Altemeemi, Bashayer (KOC) | Gonzalez, Fabio (BP) | Al-Nasheet, Anwar (KOC) | Gonzalez, Doris (BP) | Al-Shammari, Asrar (KOC) | Sinha, Satyendra (KOC) | Muhammad, Yaser (Schlumberger) | Datta, Kalyan (KOC) | Al-Mahmeed, Fatma (KOC)
Sound development plans are based on complex 3-D 3-Phase multimillion grid reservoir simulation models. These models are used to run different scenarios where probability distributions are included to understand the impact of uncertainties and mitigate main risks that could raise during the life of the field. With today's available dominant supercomputers, reservoir engineers have the tendency to undervalue the power of classical reservoir engineering. However, in a fully connected reservoir tank that honors the basis of the material balance equation, material balance technique has been long recognized as a powerful tool for interpreting and predicting reservoir performance by estimating initial hydrocarbon in place and ultimate hydrocarbon recovery under various depletion scenarios. In brief, under the right conditions, material balance technique is a suitable tool for field development planning. The power of material balance to predict long term performance is undisputable, especially in the case of a prevailing uncertainty. This is the case of the Magwa-Marrat field, where the development plan has historically been driven by the potential risk of asphaltene deposition in the reservoir.

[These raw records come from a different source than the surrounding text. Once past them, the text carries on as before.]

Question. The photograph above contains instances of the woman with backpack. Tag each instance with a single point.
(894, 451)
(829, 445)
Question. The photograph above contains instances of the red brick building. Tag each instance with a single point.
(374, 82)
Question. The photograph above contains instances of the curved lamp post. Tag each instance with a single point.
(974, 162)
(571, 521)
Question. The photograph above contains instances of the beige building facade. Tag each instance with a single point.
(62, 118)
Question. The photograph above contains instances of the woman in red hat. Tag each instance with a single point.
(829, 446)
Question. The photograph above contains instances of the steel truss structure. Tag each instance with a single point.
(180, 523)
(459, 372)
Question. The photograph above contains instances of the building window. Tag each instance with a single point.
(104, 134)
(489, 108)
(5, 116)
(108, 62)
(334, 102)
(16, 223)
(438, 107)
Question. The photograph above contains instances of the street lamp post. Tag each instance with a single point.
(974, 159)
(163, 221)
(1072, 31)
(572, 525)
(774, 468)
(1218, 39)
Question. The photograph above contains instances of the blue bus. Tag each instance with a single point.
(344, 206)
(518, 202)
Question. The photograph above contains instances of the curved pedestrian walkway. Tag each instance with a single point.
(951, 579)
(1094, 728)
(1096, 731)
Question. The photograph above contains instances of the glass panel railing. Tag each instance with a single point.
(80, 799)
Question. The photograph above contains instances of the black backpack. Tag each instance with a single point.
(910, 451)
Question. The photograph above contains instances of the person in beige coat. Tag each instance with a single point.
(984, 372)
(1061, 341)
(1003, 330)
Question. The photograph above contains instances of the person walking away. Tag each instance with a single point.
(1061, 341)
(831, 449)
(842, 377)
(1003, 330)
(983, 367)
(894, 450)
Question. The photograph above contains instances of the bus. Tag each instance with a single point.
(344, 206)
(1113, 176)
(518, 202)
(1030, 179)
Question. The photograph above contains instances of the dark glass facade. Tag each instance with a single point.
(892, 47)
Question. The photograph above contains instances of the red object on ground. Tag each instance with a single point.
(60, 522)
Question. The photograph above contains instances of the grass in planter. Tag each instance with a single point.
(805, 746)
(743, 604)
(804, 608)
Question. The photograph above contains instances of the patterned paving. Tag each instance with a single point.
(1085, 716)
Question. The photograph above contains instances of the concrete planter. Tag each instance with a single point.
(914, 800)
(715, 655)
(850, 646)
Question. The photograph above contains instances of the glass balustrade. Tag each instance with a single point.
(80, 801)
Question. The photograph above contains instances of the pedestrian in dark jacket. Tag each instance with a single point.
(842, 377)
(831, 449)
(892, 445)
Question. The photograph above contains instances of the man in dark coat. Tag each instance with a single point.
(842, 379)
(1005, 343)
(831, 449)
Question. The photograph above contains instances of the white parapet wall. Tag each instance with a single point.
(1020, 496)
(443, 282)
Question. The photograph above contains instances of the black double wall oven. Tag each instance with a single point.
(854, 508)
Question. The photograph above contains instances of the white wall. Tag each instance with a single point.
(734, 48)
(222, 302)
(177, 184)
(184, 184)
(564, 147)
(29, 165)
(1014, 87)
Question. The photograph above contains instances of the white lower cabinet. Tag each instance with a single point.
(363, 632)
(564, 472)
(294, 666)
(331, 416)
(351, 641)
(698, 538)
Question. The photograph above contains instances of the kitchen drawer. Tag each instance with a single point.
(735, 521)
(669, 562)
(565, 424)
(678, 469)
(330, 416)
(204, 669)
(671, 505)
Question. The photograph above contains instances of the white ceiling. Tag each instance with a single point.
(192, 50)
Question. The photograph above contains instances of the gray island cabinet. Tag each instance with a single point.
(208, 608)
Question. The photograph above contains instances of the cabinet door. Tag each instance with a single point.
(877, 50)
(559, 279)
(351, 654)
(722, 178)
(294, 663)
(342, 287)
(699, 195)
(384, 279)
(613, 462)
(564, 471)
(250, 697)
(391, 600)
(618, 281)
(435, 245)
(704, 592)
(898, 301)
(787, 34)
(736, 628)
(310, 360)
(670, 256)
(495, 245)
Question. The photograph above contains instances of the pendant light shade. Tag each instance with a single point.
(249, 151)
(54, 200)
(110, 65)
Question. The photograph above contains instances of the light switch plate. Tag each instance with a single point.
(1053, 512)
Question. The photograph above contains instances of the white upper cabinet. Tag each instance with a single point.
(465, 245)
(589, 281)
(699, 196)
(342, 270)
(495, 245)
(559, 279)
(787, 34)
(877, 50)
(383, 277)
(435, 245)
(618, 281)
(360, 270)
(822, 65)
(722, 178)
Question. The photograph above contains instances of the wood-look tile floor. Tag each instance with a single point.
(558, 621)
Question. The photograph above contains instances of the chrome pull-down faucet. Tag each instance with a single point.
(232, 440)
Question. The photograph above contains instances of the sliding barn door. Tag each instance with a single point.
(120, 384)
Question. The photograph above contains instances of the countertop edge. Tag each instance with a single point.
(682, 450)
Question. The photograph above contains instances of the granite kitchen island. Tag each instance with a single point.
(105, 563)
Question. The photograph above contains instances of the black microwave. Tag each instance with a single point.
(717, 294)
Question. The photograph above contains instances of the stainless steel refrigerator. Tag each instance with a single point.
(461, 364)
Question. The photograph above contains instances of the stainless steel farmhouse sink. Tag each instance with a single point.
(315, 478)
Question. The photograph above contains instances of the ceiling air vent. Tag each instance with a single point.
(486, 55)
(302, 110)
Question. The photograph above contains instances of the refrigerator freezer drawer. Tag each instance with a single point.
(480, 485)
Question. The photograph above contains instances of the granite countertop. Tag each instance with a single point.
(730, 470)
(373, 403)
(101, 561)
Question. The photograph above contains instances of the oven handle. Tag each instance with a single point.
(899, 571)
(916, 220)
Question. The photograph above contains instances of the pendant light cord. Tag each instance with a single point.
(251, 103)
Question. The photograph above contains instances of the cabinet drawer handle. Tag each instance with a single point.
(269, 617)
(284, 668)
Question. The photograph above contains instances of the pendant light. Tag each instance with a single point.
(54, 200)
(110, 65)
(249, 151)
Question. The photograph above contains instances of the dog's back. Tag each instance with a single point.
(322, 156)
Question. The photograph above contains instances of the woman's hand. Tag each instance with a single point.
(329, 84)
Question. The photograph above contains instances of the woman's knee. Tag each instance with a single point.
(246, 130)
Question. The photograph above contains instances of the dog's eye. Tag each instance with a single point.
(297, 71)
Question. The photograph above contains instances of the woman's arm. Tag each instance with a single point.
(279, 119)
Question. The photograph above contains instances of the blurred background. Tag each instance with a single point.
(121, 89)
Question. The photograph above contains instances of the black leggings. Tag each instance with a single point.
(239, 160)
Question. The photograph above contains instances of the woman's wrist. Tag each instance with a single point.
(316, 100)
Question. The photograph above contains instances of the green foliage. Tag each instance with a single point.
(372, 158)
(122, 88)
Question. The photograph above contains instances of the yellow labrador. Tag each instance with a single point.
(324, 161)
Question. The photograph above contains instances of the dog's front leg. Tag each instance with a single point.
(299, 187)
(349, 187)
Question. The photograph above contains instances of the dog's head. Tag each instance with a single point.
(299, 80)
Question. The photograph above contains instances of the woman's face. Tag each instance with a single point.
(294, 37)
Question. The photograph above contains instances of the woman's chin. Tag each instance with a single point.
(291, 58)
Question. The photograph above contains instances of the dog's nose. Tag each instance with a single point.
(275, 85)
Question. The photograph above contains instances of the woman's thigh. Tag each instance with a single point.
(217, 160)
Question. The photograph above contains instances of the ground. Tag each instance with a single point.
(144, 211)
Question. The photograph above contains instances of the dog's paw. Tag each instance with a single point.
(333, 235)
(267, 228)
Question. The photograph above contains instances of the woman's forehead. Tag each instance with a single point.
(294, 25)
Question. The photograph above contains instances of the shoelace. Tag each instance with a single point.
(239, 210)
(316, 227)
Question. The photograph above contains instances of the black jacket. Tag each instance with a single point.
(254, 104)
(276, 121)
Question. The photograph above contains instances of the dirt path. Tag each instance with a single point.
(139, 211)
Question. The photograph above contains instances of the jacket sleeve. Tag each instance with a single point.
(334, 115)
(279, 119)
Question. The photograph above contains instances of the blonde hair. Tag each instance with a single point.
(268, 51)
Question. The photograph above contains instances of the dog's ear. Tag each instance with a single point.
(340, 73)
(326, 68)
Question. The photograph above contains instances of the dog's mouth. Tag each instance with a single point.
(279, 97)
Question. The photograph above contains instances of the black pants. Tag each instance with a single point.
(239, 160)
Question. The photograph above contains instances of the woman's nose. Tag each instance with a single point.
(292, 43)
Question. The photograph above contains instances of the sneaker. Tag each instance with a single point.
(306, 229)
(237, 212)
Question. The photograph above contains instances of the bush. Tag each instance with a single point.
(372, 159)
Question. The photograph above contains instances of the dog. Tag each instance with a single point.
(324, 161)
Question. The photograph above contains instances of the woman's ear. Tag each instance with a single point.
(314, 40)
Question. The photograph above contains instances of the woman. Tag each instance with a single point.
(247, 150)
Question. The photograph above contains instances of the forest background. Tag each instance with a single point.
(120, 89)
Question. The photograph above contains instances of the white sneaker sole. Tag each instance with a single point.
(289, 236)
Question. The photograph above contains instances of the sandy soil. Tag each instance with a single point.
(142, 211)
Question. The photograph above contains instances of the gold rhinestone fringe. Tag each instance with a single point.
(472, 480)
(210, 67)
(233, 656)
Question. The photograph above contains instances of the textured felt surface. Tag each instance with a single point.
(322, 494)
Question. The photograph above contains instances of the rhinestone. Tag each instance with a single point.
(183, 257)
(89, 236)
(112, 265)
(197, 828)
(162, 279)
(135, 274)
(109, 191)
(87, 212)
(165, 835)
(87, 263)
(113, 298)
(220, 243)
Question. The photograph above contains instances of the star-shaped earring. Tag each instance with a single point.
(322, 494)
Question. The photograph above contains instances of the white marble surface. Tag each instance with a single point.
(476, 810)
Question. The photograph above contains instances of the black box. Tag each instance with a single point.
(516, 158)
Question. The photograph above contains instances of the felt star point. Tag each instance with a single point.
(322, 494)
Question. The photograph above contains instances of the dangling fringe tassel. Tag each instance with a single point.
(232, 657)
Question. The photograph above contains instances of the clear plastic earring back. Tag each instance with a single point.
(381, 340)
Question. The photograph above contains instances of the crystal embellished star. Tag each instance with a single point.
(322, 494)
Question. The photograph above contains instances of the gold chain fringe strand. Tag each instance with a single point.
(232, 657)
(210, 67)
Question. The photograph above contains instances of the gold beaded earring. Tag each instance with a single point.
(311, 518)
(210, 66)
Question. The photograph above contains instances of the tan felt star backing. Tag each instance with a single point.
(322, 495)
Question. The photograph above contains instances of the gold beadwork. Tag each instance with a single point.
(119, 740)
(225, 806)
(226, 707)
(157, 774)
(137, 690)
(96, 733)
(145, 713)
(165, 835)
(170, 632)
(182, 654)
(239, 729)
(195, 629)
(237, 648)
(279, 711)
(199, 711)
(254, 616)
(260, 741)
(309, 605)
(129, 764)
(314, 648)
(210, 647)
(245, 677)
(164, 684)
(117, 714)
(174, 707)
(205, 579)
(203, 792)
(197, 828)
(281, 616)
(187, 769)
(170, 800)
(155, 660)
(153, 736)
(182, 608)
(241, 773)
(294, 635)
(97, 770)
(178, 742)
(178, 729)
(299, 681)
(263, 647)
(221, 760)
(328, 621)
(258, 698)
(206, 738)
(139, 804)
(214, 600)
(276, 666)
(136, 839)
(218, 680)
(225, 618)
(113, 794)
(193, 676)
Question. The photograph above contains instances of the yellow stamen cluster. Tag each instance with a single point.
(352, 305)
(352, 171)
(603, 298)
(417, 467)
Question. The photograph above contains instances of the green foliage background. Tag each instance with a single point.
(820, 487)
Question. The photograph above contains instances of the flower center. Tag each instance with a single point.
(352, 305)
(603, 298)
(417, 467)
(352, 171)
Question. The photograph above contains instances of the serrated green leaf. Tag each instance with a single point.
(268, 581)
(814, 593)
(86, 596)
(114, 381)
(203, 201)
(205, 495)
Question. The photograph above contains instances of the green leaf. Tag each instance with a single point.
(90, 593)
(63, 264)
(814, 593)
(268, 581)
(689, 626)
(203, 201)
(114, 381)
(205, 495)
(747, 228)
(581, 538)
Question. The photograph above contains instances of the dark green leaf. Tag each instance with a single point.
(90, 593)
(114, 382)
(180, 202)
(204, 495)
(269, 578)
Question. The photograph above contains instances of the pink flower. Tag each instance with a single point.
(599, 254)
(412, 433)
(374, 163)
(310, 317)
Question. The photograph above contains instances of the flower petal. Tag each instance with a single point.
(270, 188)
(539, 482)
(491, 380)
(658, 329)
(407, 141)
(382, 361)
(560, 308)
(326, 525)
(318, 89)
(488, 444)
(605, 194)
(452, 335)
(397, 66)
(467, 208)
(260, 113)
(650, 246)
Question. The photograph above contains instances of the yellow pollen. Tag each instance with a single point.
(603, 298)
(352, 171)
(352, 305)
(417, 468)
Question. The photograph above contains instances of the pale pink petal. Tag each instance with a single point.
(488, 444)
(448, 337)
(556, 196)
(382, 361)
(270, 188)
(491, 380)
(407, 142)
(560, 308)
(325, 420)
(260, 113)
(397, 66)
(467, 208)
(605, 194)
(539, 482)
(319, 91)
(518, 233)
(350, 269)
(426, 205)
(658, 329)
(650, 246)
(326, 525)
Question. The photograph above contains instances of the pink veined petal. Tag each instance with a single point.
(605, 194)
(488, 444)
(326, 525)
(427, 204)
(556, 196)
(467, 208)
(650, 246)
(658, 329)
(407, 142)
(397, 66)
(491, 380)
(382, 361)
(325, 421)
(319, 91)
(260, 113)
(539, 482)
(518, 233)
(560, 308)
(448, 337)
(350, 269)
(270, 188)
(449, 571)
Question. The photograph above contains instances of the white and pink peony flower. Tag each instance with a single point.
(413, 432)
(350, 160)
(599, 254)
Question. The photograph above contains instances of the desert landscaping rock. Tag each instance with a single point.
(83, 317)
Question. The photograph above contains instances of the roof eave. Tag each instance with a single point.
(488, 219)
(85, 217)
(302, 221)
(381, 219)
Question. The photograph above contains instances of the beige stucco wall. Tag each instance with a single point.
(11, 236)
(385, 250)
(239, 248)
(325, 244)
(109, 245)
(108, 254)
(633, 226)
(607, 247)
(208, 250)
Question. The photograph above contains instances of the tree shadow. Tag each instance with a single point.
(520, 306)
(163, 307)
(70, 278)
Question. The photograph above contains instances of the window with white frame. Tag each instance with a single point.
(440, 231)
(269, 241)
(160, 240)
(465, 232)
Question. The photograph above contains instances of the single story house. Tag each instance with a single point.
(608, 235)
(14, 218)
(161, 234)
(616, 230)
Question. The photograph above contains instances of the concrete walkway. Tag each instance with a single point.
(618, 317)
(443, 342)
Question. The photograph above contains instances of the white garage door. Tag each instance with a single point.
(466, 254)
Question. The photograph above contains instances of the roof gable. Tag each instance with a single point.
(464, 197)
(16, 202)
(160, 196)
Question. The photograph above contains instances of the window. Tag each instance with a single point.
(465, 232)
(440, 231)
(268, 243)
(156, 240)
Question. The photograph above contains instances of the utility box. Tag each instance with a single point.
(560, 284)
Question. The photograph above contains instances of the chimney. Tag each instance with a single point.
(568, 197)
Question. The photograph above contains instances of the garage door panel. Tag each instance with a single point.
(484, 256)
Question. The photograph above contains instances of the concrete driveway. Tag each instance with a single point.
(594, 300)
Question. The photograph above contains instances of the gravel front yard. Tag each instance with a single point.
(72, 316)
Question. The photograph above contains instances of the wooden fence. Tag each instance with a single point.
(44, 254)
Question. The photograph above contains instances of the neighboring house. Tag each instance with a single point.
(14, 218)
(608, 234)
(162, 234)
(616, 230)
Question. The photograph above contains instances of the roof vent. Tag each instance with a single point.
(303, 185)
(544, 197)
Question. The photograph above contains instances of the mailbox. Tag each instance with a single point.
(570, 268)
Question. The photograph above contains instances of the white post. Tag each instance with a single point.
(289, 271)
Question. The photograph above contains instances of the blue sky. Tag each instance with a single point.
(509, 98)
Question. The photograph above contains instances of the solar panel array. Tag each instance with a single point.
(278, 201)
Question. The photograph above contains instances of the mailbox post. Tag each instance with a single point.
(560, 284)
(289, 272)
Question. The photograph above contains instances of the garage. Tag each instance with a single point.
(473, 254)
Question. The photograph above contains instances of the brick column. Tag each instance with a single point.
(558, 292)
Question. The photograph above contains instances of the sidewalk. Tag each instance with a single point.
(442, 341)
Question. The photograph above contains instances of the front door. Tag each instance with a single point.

The objective of this paper is to show a step by step process to integrate data to build a reliable model using material balance and how this model is utilized to progress a field development plan capable of managing uncertainty and provide the tools to mitigate risk.
Pressure data is obtained from repeat formation tester (RFT), static data from shut-in pressures and reservoir superposition pressures from pressure transient analysis. The average reservoir fluids properties are retrieved from a compositional equation of state based on circa 20 PVT studies.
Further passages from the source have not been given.